Take it from me: as a skeptic and a pragmatist (my boyfriend’s euphemism for the pessimist he thinks I am), warm-fuzzies aren’t always my thing.  But there’s something about the “5 Things Exercise,” especially when sent from individuals not bound by blood or romance to love me, that impacted me in a surprisingly profound a way.  If I could recommend one thing, I’d suggest that you pick three people in your life and jot down the five things you like best about them.  Then, if you’re brave enough, leave the list on their desk on in their inbox.  Corny?  Yes.  Overly-sentimental? Maybe.  Risky?  Definitely.  But imagine how it would feel to wake up to find someone’s five favorite things about you.  It’s an incredible feeling and one that only breeds exponential good will, camaraderie and human connection.  Remember: it’s not what you say but the sentiment behind what you’re saying that really matters.  Do this and I promise you will love life.

And just to prove I, indeed, practice what I preach, here are the five things I like best about my job here at Southern Weddings:


(above: yesterday afternoon, across from our office, meeting with the brilliant author and speaker Simon T Bailey)

1.  The people!  In college, I was surrounded by some of the most intelligent and talented people in the world, but here, more so than ever, I am challenged, inspired and fulfilled on a daily basis by my talented co-workers. ps- welcome to our new interns, Alyssa and Sydney!

2.  What I do.  I get paid to write, to look at pretty pictures and to share my thoughts with all of you.  That’s kind of a no-brainer, right?

3.  Human interaction: If you’ve ever twittered, emailed or spoken on the phone with me, you know how often the SW girls get to interact with some of the best professionals in the industry.  I’ve always wanted a job where I was working with other people and not in isolation by myself.

4.  Lara’s humanism.  Though definitely my boss in every sense of the word, she’s every bit a real person: kind, thoughtful and empathetic.  It’s nice to work somewhere you are valued and for someone who tries to create an office environment that reinforces that sense of self-worth.

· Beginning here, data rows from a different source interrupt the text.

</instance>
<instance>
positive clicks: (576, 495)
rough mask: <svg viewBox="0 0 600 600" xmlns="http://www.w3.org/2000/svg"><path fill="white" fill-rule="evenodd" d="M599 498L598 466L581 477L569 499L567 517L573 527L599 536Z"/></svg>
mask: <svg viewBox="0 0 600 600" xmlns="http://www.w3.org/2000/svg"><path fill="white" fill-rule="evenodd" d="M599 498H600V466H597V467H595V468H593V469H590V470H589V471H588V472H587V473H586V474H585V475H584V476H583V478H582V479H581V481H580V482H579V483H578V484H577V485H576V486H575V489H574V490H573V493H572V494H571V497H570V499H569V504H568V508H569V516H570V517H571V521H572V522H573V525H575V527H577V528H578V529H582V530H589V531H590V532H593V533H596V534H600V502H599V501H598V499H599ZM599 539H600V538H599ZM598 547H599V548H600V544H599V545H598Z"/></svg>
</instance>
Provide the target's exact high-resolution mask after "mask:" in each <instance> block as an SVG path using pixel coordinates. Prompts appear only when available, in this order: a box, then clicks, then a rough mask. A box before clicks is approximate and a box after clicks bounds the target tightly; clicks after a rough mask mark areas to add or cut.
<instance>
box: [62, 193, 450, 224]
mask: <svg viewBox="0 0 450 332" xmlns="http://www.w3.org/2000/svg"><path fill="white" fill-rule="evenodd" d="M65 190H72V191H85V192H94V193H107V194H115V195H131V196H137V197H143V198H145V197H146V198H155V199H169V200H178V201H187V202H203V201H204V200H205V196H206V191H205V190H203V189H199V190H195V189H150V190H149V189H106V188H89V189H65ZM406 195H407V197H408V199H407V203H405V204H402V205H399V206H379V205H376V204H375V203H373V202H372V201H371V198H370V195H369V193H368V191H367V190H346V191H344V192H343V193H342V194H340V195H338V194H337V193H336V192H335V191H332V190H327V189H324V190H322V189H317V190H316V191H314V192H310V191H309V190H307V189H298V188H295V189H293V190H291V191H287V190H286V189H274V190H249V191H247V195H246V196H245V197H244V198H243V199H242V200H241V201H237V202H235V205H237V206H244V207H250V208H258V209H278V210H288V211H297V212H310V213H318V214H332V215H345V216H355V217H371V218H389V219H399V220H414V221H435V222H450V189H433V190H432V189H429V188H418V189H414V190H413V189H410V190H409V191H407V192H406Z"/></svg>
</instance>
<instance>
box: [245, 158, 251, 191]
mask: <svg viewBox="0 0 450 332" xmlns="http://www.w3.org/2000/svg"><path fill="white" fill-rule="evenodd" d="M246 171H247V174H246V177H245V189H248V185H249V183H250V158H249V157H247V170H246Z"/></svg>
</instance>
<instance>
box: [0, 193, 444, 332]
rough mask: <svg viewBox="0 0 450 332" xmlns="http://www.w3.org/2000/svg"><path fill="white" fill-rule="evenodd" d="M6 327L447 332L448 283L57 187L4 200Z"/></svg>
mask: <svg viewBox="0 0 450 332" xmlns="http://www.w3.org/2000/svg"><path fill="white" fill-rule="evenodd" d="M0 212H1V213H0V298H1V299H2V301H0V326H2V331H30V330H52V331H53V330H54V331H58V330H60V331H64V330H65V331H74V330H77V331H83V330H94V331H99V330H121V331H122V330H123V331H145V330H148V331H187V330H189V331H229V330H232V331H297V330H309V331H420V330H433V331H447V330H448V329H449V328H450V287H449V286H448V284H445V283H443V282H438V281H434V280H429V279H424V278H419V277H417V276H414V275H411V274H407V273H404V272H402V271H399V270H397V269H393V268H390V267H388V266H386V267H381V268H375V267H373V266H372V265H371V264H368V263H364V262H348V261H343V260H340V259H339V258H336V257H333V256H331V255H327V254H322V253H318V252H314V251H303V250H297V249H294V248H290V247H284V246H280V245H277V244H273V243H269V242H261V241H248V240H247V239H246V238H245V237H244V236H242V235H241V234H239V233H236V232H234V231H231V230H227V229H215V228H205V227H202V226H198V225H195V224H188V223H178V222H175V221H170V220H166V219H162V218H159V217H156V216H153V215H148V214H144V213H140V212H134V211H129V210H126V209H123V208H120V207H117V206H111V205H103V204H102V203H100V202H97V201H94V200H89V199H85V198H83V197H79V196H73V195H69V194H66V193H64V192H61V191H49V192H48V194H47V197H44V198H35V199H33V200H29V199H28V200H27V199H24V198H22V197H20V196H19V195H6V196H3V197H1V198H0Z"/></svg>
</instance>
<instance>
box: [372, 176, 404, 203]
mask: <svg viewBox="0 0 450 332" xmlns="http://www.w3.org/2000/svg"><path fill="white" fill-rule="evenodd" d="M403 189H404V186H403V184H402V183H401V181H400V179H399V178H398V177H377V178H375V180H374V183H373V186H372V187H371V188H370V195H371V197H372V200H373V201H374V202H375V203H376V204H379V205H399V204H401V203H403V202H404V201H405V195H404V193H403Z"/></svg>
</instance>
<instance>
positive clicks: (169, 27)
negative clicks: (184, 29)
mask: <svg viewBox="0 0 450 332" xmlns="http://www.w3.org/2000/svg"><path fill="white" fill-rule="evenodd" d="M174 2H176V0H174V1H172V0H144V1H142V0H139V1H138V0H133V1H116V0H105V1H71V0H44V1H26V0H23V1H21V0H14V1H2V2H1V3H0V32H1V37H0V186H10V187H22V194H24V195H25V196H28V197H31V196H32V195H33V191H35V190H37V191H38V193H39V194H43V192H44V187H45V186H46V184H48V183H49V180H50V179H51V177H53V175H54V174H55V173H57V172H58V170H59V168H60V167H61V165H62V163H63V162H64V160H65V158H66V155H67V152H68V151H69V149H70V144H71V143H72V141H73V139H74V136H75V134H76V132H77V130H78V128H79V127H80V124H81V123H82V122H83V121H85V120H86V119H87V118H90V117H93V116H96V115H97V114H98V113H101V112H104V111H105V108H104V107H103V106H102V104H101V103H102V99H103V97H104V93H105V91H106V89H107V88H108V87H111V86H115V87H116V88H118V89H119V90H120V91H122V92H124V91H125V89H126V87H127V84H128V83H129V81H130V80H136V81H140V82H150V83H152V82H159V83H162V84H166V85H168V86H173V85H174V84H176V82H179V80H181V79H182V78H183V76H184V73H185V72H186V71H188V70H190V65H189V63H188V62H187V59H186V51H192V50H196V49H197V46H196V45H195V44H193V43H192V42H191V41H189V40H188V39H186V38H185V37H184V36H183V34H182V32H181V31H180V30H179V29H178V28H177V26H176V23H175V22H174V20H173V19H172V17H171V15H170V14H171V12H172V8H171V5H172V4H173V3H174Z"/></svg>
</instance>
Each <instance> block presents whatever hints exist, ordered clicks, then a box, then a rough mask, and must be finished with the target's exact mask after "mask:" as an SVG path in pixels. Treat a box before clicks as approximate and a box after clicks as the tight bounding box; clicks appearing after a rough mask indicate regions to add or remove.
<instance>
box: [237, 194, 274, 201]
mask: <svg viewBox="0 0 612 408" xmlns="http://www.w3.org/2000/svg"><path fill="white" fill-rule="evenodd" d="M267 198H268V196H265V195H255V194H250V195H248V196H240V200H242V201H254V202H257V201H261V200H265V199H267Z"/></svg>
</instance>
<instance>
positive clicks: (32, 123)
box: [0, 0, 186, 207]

5.  My quality of life.  Sometimes I send my boyfriend, Kyle, random texts telling him how much I love my life.  I think it’s hard to truly love your life if you don’t love your job.  And you really can’t beat that!




  1. Lynn on at

    Thank you for this post. Katherine, you have a true and effective gift of writing. I just got chills over how amazing your work environment is in SW and only hope I can bring that same kind of energy to my workplace. Despite that it’s not a creative world I work in, I’d love to bring that kind of positive camaraderie, drama-free, edifying presence with my colleagues. Cheers to you!